The most relevant case law that I could find on the ‘duty to disclose’ part of the question is Carlish v Salt (1906). In that case the judge decided that a Party Structure Notice is a material fact which an owner has a duty to disclose. It should be noted that in that particular case there was a substantial potential liability for the incoming purchaser (50% of the repair costs) so it is possible that the court’s view would be different were that factor not present.
It could also be argued that a notice constitutes a latent defect in the title of an Adjoining Owner’s property as the Building Owner’s work could affect his right to quiet enjoyment.
Undoubtedly the safest course of action would be for an Adjoining Owner to disclose the existence of a notice.
The question of whether an incoming owner is bound by their predecessor’s consent is likely to hinge on whether or not the works have commenced.

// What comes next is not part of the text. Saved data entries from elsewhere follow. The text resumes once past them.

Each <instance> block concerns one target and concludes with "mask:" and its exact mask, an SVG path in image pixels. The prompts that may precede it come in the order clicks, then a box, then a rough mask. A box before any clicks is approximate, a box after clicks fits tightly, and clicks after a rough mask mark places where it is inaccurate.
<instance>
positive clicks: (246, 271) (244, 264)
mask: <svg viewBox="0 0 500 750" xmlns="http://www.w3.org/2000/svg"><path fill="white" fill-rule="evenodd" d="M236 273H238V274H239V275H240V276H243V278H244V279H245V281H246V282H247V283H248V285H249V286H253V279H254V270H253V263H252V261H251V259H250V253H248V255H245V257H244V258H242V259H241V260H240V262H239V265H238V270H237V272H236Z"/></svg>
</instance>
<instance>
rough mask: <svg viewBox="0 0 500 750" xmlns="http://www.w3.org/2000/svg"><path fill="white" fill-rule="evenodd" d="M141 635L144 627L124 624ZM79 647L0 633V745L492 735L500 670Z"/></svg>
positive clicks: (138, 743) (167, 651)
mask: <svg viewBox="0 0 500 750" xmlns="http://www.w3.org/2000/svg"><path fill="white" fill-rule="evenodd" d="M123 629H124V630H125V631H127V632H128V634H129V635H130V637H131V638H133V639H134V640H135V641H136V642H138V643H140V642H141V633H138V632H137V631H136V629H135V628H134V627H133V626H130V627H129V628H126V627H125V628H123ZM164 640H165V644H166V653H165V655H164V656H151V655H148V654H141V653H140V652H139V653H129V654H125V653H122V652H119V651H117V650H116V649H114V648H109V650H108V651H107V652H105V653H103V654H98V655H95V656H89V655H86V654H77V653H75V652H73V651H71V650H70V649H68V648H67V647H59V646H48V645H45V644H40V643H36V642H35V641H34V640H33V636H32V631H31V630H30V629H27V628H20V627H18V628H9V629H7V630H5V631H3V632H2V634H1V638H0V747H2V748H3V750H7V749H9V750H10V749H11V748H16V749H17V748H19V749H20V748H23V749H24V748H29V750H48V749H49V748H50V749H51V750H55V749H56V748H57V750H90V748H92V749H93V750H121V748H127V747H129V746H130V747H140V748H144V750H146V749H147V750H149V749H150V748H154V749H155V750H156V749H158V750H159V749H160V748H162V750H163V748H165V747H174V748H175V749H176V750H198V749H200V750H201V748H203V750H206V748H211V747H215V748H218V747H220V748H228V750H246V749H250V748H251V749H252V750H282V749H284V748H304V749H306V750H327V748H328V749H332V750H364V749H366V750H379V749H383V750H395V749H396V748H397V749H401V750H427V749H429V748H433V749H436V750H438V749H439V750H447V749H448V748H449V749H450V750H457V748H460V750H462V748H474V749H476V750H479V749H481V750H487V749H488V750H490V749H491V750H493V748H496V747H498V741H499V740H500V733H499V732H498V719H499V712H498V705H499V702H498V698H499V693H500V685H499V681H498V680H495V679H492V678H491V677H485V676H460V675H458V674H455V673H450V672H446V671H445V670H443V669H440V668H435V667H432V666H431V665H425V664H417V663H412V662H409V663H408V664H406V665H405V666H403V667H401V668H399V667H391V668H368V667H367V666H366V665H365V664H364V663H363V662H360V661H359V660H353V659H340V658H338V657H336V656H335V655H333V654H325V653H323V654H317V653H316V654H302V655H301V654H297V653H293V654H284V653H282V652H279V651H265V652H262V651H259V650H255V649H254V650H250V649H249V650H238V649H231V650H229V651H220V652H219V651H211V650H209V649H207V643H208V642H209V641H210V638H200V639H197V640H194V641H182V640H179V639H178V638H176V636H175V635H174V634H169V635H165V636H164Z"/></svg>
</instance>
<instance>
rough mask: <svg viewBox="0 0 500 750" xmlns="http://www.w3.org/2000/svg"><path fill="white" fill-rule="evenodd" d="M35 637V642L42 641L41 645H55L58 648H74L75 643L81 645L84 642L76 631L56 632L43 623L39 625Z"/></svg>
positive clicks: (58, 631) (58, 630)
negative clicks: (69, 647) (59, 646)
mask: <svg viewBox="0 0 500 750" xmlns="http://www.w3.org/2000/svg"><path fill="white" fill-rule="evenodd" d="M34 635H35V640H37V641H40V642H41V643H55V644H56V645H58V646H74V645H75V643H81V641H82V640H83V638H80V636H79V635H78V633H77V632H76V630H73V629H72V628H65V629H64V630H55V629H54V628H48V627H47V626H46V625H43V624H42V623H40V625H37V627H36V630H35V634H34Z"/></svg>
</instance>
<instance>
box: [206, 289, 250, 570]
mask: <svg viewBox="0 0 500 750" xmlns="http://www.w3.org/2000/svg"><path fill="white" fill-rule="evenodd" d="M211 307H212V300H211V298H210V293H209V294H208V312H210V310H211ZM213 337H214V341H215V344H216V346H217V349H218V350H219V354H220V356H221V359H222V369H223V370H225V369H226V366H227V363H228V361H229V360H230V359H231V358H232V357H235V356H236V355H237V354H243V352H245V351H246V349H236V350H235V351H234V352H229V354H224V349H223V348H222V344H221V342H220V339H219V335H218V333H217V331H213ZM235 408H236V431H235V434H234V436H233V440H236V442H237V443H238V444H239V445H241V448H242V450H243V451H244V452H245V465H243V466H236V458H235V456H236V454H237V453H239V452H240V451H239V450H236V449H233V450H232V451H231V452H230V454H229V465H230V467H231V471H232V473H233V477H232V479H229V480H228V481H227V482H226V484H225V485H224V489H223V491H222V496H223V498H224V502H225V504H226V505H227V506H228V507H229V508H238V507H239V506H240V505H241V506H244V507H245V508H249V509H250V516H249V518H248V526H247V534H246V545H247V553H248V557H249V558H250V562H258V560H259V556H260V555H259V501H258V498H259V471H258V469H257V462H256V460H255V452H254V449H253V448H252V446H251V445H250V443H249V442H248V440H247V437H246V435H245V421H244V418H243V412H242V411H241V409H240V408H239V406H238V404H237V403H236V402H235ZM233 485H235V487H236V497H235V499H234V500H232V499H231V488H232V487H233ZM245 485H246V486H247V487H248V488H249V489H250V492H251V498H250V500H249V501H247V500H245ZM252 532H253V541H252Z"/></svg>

Technically, the notice and any consent to that notice becomes invalid once ownership of the adjoining property changes so there will be a duty on the Building Owner to serve a new notice. That should not cause any problems if the works have not commenced. If the incoming owner has been made aware of the original notice they will hopefully have given the situation some thought and, if they choose not to consent, selected a surveyor.
The situation will be different if works have already commenced. I don’t believe it would be reasonable to expect a Building Owner that has followed the procedures set out in the Act to have their works delayed while surveyors are appointed and an Award agreed. My advice to both Owners in that scenario would be for a new notice to be served and consented to. In that way the works would not be delayed but the proceedings would be brought within the scope of the Act and the Adjoining Owner would have a right to appoint a surveyor if a specific dispute arose later on (Onigbanjo v Pearson & Pearson (2008)).
Although not mentioned in the question an incoming Owner is also likely to be bound by the proceedings to date where their predecessor has dissented to a notice and appointed a surveyor. A Building Owner is only expected to pay the reasonable costs of making an Award and it would be hard to argue that that should extend to the fees of two surveyors.